Mudanças na rotina alimentar durante as férias podem representar um risco para os cães. Volkweis alerta os tutores para que evitem oferecer alimentos inadequados, como carnes gordurosas de churrasco, comidas temperadas ou chocolates, que podem desencadear problemas gastrointestinais. A hidratação adequada também é um ponto de atenção.
“Dê preferência a rações e alimentos que não estraguem facilmente, mantendo-os protegidos do sol e em local fresco. Para aliviar o calor, ofereça bastante água fresca, além de alternativas como água de coco ou picolés específicos para cães”, sugere a veterinária. Ela também recomenda trocar a água dos animais várias vezes ao dia e desencorajar o consumo de água do mar, devido ao alto teor de sal, que pode levar à desidratação.
Ao planejar viagens para regiões litorâneas, é importante consultar um veterinário para avaliar os riscos de doenças endêmicas. A dirofilariose, por exemplo, é uma condição prevalente em áreas como o Rio de Janeiro, São Luís e algumas partes de Santa Catarina, sendo transmitida por mosquitos.
“Antes de levar seu cachorro para o litoral, consulte um veterinário para avaliar o risco de doenças, como a dirofilariose. Essa condição prevalece em regiões como o Rio de Janeiro, São Luís e algumas áreas de Santa Catarina”, alerta Fabiana Volkweis.
A ocorrência de diarreia em cães deve ser observada atentamente pelos tutores. Segundo a docente do CEUB, se o episódio for isolado, a orientação é manter o animal hidratado e não alterar sua dieta. No entanto, a persistência do sintoma requer avaliação profissional.
“Porém, se a diarreia persistir, leve o cão ao veterinário, pois esse sintoma pode ter diversas causas, desde intoxicações alimentares até doenças mais graves”, orienta a especialista. A diarreia pode ser um indicativo de diversas condições, desde intoxicações simples até enfermidades mais sérias.
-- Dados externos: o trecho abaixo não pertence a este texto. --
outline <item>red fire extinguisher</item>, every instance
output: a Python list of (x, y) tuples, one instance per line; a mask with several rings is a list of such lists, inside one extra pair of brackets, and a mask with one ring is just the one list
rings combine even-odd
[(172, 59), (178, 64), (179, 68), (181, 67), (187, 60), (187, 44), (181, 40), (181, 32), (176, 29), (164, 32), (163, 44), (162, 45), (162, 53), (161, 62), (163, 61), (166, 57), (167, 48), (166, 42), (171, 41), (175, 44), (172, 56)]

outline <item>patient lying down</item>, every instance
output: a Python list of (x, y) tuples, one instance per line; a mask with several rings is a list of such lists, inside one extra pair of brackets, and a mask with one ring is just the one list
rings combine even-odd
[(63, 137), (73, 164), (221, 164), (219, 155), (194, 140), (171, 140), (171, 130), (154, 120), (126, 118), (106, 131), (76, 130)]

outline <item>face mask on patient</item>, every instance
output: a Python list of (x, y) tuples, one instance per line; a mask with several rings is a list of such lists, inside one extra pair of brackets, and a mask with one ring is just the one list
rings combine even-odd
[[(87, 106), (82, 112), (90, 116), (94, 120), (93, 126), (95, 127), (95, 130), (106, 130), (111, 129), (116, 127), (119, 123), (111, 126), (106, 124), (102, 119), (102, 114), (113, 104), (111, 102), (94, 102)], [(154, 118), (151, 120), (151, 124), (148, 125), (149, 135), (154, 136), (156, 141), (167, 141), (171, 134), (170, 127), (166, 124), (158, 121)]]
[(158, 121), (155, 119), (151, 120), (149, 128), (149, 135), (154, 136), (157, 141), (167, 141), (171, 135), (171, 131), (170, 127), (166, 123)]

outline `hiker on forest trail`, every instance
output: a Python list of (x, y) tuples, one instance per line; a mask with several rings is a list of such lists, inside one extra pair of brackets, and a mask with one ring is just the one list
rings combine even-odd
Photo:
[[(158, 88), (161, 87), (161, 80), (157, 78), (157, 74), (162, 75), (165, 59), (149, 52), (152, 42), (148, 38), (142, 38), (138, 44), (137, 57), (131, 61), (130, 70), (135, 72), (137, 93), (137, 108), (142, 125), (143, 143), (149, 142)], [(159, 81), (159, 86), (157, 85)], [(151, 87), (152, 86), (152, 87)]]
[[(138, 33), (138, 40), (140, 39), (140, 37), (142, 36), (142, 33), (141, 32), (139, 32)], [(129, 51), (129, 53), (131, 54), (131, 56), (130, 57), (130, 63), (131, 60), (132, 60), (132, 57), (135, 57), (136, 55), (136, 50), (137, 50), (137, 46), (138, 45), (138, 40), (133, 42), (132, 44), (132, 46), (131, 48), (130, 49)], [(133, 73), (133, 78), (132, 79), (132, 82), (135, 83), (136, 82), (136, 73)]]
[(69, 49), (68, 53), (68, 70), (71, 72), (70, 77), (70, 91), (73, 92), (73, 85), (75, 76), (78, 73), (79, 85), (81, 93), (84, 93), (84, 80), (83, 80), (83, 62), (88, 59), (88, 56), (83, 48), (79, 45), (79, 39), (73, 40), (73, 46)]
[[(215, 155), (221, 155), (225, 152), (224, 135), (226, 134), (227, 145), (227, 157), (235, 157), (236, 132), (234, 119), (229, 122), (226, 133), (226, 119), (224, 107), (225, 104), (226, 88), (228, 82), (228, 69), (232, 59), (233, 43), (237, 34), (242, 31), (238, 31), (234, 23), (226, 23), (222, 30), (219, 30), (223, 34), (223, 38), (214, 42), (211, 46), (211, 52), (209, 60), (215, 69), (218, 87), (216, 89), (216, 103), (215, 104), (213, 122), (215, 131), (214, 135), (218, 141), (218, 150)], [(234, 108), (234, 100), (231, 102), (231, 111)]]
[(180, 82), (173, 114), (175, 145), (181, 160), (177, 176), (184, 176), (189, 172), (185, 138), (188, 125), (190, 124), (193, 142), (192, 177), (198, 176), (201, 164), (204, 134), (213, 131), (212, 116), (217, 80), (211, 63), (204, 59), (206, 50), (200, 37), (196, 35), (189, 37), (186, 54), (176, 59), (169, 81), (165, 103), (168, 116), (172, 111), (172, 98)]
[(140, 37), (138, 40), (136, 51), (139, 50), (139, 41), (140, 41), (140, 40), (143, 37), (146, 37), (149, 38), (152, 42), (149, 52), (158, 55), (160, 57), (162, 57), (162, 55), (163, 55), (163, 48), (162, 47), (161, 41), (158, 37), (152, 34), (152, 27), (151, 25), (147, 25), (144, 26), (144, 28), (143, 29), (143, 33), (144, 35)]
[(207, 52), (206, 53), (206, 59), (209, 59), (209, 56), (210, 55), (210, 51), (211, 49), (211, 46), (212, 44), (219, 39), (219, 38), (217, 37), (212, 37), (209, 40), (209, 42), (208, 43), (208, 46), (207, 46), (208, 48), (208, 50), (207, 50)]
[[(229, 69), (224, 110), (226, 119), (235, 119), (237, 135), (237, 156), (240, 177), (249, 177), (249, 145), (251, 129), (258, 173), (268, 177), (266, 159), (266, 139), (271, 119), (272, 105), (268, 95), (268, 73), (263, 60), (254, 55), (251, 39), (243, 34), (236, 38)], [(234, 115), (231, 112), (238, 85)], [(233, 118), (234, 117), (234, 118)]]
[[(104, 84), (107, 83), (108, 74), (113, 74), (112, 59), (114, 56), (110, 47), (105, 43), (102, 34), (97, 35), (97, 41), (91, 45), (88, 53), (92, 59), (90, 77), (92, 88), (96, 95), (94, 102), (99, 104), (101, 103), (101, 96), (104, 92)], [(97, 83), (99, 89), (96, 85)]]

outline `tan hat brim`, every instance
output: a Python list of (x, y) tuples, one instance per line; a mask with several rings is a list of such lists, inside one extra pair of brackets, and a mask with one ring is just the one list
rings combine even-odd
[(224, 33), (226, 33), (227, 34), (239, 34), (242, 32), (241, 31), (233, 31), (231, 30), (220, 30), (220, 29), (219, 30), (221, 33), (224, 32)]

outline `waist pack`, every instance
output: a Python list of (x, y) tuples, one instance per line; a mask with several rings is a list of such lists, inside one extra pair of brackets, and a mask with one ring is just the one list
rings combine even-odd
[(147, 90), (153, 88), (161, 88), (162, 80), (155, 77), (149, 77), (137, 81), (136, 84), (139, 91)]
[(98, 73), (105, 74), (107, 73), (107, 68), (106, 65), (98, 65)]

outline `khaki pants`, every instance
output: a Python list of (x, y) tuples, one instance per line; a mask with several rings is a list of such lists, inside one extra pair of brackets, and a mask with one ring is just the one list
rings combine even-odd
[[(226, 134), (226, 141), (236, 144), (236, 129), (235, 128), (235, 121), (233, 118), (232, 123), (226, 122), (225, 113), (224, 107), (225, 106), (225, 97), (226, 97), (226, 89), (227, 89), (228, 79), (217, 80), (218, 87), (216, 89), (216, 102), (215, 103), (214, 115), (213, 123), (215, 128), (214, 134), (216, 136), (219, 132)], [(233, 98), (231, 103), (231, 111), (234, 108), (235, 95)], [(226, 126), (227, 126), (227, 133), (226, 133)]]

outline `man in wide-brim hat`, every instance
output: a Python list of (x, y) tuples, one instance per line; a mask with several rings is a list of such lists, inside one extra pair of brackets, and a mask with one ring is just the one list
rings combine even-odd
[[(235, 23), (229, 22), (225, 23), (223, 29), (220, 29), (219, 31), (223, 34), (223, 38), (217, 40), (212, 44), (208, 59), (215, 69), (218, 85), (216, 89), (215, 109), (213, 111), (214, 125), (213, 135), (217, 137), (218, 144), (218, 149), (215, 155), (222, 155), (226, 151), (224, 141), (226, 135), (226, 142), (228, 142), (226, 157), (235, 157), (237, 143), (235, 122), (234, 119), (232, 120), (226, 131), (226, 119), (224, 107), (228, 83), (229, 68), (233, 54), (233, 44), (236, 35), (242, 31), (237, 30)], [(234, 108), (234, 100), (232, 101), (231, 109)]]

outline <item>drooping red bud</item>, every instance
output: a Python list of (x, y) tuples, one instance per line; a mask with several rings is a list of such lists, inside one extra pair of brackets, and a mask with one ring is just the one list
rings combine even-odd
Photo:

Além das viroses clássicas, o aumento na proliferação de mosquitos durante o verão, como pernilongos e borrachudos, representa um risco adicional para a saúde canina. Doenças como leishmaniose e dirofilariose podem ser transmitidas pelos insetos.
“Assim como os humanos, os pets podem contrair doenças transmitidas por mosquitos, como leishmaniose e dirofilariose”, explica Volkweis. Para combater esses vetores, a veterinária sugere o uso de coleiras repelentes específicas, medicamentos tópicos e repelentes desenvolvidos para animais. A eficácia de repelentes naturais, segundo ela, deve ser sempre discutida com um profissional.